The history of glass in Ithaca and the surrounding areas began with Amory Houghton Sr., a businessman from Brooklyn, N.Y. Houghton owned Union Glass Works and Cate & Phillip, two small glass businesses, and decided to base his companies in Corning in 1868, changing their names to Corning Glass Works (now Corning Inc.). Corning Inc. is now one of the largest glass-making businesses in the world.

The Corning Museum of Glass was founded in 1950 and is the world’s largest glass museum, with more than 45,000 objects spanning 35 centuries. Yvette Sterbenk, communications manager at the museum, said the museum’s popularity continues to grow and its glass working demonstrations are a major attraction.

“We attracted 375,000 people in 2007 and 340,000 in 2006,” Sterbenk said. “We’re seeing a continued increase because of our programs. Our studio is a great place for people to learn about the glass-working process.”

When Whitford came to Ithaca nine years ago, he said he only knew a few people who worked with glass. Since then, he has seen the artisan population grow.

“Over the past 10 years, I’ve seen a 100 to 200 percent increase in the number of people who [work with glass here], not to mention the rest of the country,” he said.

Whitford said he enjoys the community of glass workers around him.

“A lot of people bounce ideas off each other and play with different ideas and work together,” he said.

Robin Schwartz, the program director of the Community Arts Partnership, said there are many artists in Ithaca, some discovered and others unknown.

“I have 800 artists in my database and I’m sure I don’t have every one of them,” Schwartz said.

Jennifer Kimball, an Ithaca resident who co-owns Pyrosglass.com with her husband Paul, a glass artisan, said her husband got interested in working with glass after he started collecting antique paperweights. Paul Kimball has since invented a new way to make glass objects.

“Paul is very interested in trying to understand early glassmakers’ processes and incorporating them into modern glass art,” she said.

Paul Kimball, whose glass art is sold around the world, invented Freeze and Fuse, a process that involves freezing powdered glass and water.

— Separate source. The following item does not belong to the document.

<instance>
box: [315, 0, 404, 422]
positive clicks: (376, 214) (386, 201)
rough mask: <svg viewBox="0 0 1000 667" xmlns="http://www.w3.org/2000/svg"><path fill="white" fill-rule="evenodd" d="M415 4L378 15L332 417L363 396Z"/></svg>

After the glass is frozen, the craftsman can put it in a kiln until it becomes a solid piece of glass.

“It’s a process that almost anyone can learn,” Jennifer Kimball said. “It’s glass making for every man, for the rest of us.”

Ithaca may be home to a large population of artists, but Jennifer Kimball said selling pieces locally can difficult.

“[Ithaca] is definitely a great place to be as an artist because there are so many artists here,” she said. “[But] most artists find that to sell their art they need to look elsewhere.”

Jennifer Kimball said she and Paul try to support and engage their fellow artisans by holding craft shows in the area.

Whitford said he believes Ithaca’s appeal is the beautiful area and accepting community that keeps ideas thriving.

“I love looking around here and seeing the waterfalls,” he said. “Ithaca is a pretty liberal area where they essentially let you do what you want to do and that’s always a plus.”

Lyssa Hayes said it’s the atmosphere.

“We have a lot of stores selling glass in Ithaca,” she said. “It’s the community — it’s so chill, and we’re comfortable here. And Corning is so close, it’s easy to take classes there. People see glass working and want to do it.”

For Whitford, glass working is not so much about the money as it is the magic.

“To be able to set something on fire and make something in the end, that’s just amazing,” he said. “You’re almost a magician.”